Weaviate 1.18.0
We are happy to announce the release of Weaviate 1.18
, which brings a set of great features, performance improvements, and fixes.
The Brief
If you like your content brief and to the point, here is the TL;DR of this release:
- Faster Filtering with Roaring Bitmaps – modern data structure that dramatically boosts the speed for filtered searches
- HNSW-PQ – enables great performance at a fraction of the previous RAM requirements
- Improvements to BM25 and Hybrid Search – faster scoring with the WAND implementation and added filter support
- Replication – two new replication features: tunable consistency for all read and write REST operations, and repair on read
- Cursor API – simple way to export every object from Weaviate
- Azure Storage backup module – extends our cloud-native backup capabilities further by introducing the
backup-azure
module.
Read below to learn more about each of these points in more detail.
Faster Filtering with Roaring Bitmaps
This release introduces a compact, modern data structure to Weaviate called “Roaring bitmaps” that will replace the internals of the inverted index. The new Roaring bitmap indexing dramatically speeds up filtered searches, and we’ve seen it provide up to 1000(!) times faster performance in some cases.
Motivation
At Weaviate, we've been on a journey to keep up with the growing needs of our users. As more and more vectors are added to Weaviate instances, the "allow list" of pre-filtered items can reach tens, or hundreds of millions of objects. This can result in long retrieval times that are far from ideal from a user perspective. The introduction of Roaring Bitmaps is another step that will help us and our users scale to the next level.
Roaringly fast filtering
With the introduction of the natively-implemented RoaringSet
data type in 1.18
, speeds will be dramatically improved, especially for large allow lists. In our internal testing, we've seen queries that used to take 3-4 seconds execute in just 3-4 milliseconds.
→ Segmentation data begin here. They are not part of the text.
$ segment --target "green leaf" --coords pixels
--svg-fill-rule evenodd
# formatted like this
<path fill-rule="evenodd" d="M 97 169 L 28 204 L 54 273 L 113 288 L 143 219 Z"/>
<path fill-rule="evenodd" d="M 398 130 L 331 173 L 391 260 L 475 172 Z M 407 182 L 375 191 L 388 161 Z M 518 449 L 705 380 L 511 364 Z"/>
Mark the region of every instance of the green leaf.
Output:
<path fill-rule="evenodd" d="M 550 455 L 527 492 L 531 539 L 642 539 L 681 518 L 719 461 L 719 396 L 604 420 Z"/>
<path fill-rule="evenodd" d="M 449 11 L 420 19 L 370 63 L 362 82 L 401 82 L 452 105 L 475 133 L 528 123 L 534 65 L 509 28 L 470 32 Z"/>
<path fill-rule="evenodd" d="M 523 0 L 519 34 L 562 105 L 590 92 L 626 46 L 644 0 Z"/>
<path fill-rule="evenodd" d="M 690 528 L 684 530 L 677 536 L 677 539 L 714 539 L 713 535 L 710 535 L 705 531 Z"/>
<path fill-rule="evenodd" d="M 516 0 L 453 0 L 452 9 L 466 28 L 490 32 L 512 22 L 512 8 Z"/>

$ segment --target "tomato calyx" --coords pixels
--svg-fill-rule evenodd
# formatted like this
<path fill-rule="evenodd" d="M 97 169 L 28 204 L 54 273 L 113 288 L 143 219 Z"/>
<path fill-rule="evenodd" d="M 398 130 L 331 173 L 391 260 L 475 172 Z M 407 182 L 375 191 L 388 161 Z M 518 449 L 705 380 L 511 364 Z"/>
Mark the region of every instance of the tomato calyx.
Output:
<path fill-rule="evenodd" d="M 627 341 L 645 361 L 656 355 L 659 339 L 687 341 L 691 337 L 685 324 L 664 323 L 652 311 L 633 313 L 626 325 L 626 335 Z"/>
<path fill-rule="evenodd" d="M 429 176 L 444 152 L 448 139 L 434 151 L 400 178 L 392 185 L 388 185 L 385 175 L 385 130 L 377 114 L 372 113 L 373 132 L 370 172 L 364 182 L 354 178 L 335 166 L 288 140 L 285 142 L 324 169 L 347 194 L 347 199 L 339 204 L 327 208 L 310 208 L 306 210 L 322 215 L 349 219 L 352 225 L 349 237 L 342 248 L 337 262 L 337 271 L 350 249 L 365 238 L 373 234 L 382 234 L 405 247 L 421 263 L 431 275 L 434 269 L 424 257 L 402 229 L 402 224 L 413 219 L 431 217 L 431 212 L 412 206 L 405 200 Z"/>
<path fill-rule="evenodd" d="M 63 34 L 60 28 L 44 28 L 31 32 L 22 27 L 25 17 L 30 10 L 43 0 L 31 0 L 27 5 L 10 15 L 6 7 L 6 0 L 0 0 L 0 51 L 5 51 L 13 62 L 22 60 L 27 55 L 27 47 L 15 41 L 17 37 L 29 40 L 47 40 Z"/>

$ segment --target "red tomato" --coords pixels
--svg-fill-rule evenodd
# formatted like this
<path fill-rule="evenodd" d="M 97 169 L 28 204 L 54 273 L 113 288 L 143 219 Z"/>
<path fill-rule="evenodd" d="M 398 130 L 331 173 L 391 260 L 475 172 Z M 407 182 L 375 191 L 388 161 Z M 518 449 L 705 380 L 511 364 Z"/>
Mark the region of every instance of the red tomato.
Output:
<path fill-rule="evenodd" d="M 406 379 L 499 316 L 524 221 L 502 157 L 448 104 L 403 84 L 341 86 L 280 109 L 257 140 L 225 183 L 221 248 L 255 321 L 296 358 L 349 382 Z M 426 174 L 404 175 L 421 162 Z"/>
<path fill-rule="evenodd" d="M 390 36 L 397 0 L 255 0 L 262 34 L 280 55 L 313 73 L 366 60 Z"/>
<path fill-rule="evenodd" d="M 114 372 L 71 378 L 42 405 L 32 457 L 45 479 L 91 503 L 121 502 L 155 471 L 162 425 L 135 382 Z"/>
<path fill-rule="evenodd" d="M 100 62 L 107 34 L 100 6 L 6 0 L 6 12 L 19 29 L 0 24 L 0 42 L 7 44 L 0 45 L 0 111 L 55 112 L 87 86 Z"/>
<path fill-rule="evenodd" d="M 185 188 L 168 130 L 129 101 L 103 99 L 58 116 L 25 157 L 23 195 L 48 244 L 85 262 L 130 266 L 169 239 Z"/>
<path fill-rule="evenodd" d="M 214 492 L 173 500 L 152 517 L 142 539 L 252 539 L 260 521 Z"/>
The extra efficiencies are due to various strategies that Roaring Bitmaps employ, where it divides data into chunks and applies an appropriate storage strategy to each one. This enables high data compression and set operations speeds, resulting in much improved filtering speeds for Weaviate.
Weaviate version 1.18
and onwards will include this feature, and our team will be maintaining our underlying Roaring Bitmap library to address any issues and make improvements as needed. To read more about pre-filtering read the documentation here
What this means for you
From your perspective, the only visible change will be the a one-time process to create the new index. Once your Weaviate instance creates the Roaring Bitmap index, it will operate in the background to speed up your work.
We note that the current implementation is not yet applicable to filtering text
and string
data types, which is an area that we aim to tackle in the future.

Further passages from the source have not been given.